Malcolm Morley was a British artist who lived primarily in the United States. He was best known as a photorealist.
Background
Malcolm Morley was born in London on June 7, 1931. His childhood memories of the Blitz would continue to shape his repertoire of motifs: the bombed city, the Royal Navy, a model airplane he played with. He spent adolescence in the bleak post-war years, during which Morley even had a brief stint in prison for theft.
Education
Malcolm Morley attended the Camberwell School of Arts and Crafts in 1952 - 1953 and the Royal College of Art from 1954 until 1957.
Drawn to Abstract Expressionism, Malcolm Morley finally left London for New York in 1958. In 1958, a year after leaving the Royal College, Morley moved to New York City, where he saw exhibitions of the work of Jackson Pollock and Balthus, both of whose treatment of their paintings' surfaces influenced him greatly. He considered Cézanne the quintessential sensationalist and acknowledged that artist had deep influence on his own work.
When Morley moved to New York he also met Barnett Newman and became influenced by him. He painted a number of works at this time made up of only horizontal black and white bands. He also met Andy Warhol and Roy Lichtenstein and, influenced in part by them, changed to a photorealist style. He often used a grid to transfer photographic images (often of ships) from a variety of sources (travel brochures, calendars, old paintings) to canvas as accurately as possible, and became one of the most noted photorealists.
In the 1970s, Morley's work began to be more expressionist, and he began to incorporate collage into his work. Many of his paintings from the mid-70s, such as “Train Wreck” (1975), depict "catastrophes." Later in the decade, he began to use his own earlier drawings and watercolors as the subject for his paintings. In 1984, Morley won the inaugural Turner Prize. In the 1990s he returned again to a more precise photorealist style, often reproducing images from model aeroplane kits on large canvases.
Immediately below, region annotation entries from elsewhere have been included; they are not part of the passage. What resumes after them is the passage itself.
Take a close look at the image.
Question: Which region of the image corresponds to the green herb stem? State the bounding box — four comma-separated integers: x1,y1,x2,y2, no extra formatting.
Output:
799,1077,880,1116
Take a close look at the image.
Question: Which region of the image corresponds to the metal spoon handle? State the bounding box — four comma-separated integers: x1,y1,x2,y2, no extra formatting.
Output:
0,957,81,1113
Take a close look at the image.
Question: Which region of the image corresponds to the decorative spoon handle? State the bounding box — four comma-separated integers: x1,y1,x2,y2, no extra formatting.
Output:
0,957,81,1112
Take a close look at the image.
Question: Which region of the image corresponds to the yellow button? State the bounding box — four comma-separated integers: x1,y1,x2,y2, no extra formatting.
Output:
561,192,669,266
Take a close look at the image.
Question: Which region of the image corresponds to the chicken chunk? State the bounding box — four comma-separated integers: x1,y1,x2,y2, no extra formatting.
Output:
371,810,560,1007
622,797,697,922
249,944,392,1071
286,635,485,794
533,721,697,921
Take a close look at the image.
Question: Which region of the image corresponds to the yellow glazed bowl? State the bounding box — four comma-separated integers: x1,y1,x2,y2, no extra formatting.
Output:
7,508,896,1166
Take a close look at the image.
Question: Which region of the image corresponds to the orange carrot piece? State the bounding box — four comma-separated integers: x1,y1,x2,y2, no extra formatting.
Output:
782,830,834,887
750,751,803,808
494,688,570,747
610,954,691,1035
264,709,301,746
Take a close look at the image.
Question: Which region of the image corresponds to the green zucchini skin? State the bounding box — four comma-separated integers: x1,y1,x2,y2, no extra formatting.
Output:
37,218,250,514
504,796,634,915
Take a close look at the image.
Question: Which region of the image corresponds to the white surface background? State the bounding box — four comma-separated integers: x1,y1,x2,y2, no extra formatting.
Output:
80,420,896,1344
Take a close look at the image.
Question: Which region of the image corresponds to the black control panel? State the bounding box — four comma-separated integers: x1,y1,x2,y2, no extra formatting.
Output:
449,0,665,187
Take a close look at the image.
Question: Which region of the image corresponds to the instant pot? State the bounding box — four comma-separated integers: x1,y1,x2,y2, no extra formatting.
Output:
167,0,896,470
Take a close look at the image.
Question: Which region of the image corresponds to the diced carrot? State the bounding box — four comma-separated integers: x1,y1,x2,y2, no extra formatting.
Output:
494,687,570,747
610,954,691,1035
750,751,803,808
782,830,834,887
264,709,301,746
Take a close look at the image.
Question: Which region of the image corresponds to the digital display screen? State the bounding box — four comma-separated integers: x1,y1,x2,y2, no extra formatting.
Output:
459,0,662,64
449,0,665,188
His work often draws upon various sources in a process of cross-fertilization. For example, his painting “The Day of the Locust” (1977) draws its title from the novel “The Day of the Locust”, by Nathanael West. One scene in the painting is drawn from the opening scene of the novel, and other scenes are drawn from the 1954 film “Suddenly” and the 1925 Sergei Eisenstein film “Battleship Potemkin.”
Dissatisfied with his pictures, at that time light monochrome relief surfaces articulated in the horizontal, Morley sought representational motifs. At first working with a reduced palette from newspaper photos of battleships, Malcolm Morley developed a Photorealist style in 1964, which entailed accurately transferring color photos as raster elements to canvas.
In the early 1970s gestural touches began to break into Morley's pictures and his motifs increasingly attested to violence and destruction (for instance "Train Wreck", 1975). While staying in Florida, Morley developed a new technique: he now executed his paintings after watercolors he did as preliminaries. His subjects were inspired by Greek mythology and Mediterranean scenery encountered on his extensive travels.
By the early 1980s Malcolm Morley was so well established as a leading Neo-Expressionist that he was the first winner of the prestigious Turner Prize in London in 1984. Towards the close of the 1980s, Morley returned to his early motif repertoire of ships and planes, which now figured in large-scale installations that were a combination of paintings and mobiles. Morley was now painting from models observed through a camera obscura system. He lived in Brookhaven Hamlet, Long Island in a former church that served as his home/studio, which he shared with his wife Lida Morley since 1986.
By the mid-1990s, however, he again reverted to more exact rendering, now using model planes from sets, which he represented in two dimensions but with an abstract tendency. In recent years Malcolm Morley has painted in a figurative style accompanied by a reticently gestural approach, translating photographic images into spatially complex paintings. Morley has remained in America, his adopted country. Morely passed away June 2, 2018. Malcolm Morley is represented by Sperone Westwater, New York and Xavier Hufkens, Brussels.
Achievements
Malcolm Morley is known for his continual pictorial innovations throughout the course of his fifty-year painting career.
Morley's practice of dissolving a motif into non-representational raster surfaces, which he would sometimes paint on upside-down canvases, continued to link him with his abstract beginnings. Morley developed this unusual act of pictorial creation into Performances, in which the occasionally defective end product, the representational image, was of secondary significance. Despite his individuality, Morley is regarded as a precursor of Photorealism, for which he coined the term Superrealism. Malcolm Morley's motifs at the time were both contemporary scenes, which placed him close to Pop art, and copies of Old Master paintings.
Quotations:
“I feel that Barney Newman emptied space and I’m filling it up again.”
“The idea is to have no idea. Get lost. Get lost in the landscape.”
Interests
Artists
Jackson Pollock, Paul Cézanne, and Balthus
Connections
Malcolm Morley was married five times. His most significant student was his ex-wife, Fran Bull. His last wife was Lida Morley.